August 5-10, 2008
Alternate ROOTS
by Julia Taylor
"We have come too far / We won't turn around / We'll flood the streets with justice / We are freedom bound!" we sang in a round as we walked through the ROOTS meeting room, hand in hand, strengthening our community of artists and activists. As the elder members passed on this historic song to younger members, I felt a surge of inspiration and dedication move through me.
This unique group of individual artists and arts/social justice organizations had gathered in Arden, North Carolina for the Annual Meeting of Alternate ROOTS, a regional arts organization that serves social justice artists in the southern United States.
For five days we created art, engaged in dialogue about pressing social issues such as hyper-capitalism, war, environmentalism, and the prison industrial complex. We met in groups to create strategic planning for the next five years and we prepared and ate our meals as a community.
Members of the Thousand Kites team joined the Annual Meeting this year to both share our resources with the ROOTS community, and learn from it. Together with Caron Atlas of The Center for Civic Participation's Arts & Democracy Project and Judilee Reed of Leveraging Investments in Creativity (LINC) , Nick Szuberla of Thousand Kites led a panel entitled "Art Innovation: Using Emerging Technologies and Web 2.0 Community Tools." In the talk they explored how artists are utilizing innovative technologies to explore new forms of production, communication, outreach, community building and entrepreneurship in the context of community-based arts.

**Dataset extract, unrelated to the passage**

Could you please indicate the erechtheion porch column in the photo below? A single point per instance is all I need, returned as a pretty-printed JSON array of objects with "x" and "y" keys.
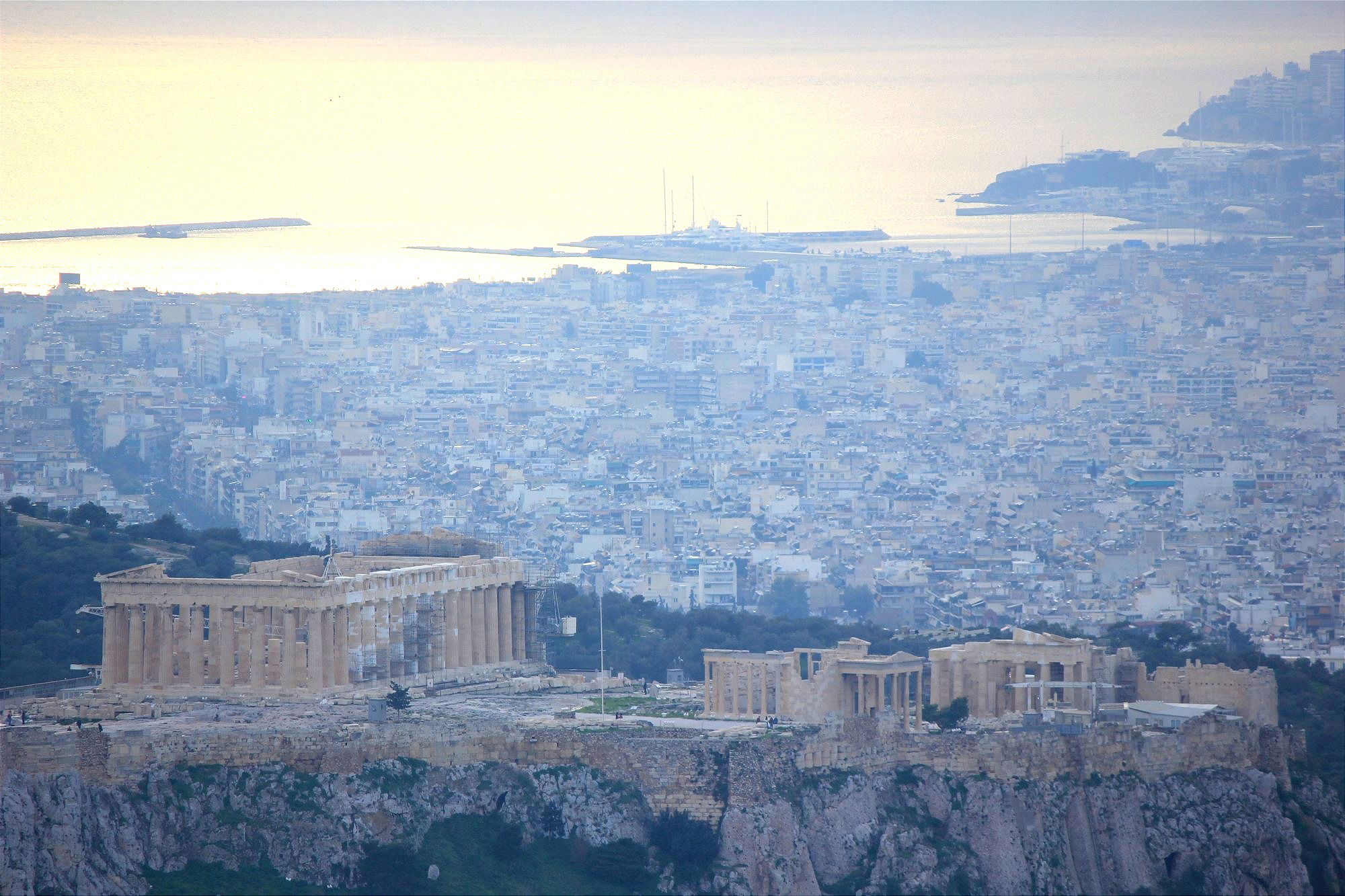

In addition to this panel, Thousand Kites's Outreach Coordinator Dale Mackey and Professor Scott Walters of the University of North Carolina Asheville presented "Thousand Kites: Community Performance and Dialogue" in a studio at the meeting. We heard from Prof. Walters regarding his experience using the Thousand Kites play in the theatre department at UNCA last fall. He described how his students researched the Prison Industrial Complex, read books such as The Gates of Injustice by Alan Elsner, and even went inside a nearby prison to tour the facility and meet with men who are incarcerated there in order to talk with them about their ordeals.
The atmosphere intensified when Dale presented the opportunity for us to read through a new piece of work, "Voices from Otter Creek: Incarcerated Women Share Their Stories," which showcased works written by the women in a creative writing workshop she conducts at Otter Creek Correctional Facility in Wheelwright, KY. After Dale passed out scripts and assigned roles, we read and heard the stories of the women inside: stories of love, home, childhood, race, forgiveness, and equality.
The Conciliation Project staged their play, "PIC: The Prison Industrial Complex," which explored the complexities of the Prison Industrial Complex in our society today, particularly its ties to institutional racism. They also got the dialogue about the P.I.C. going at ROOTS.
ROOTS was an invigorating and challenging experience, and we look forward to incorporating what we have learned in the next steps of Thousand Kites.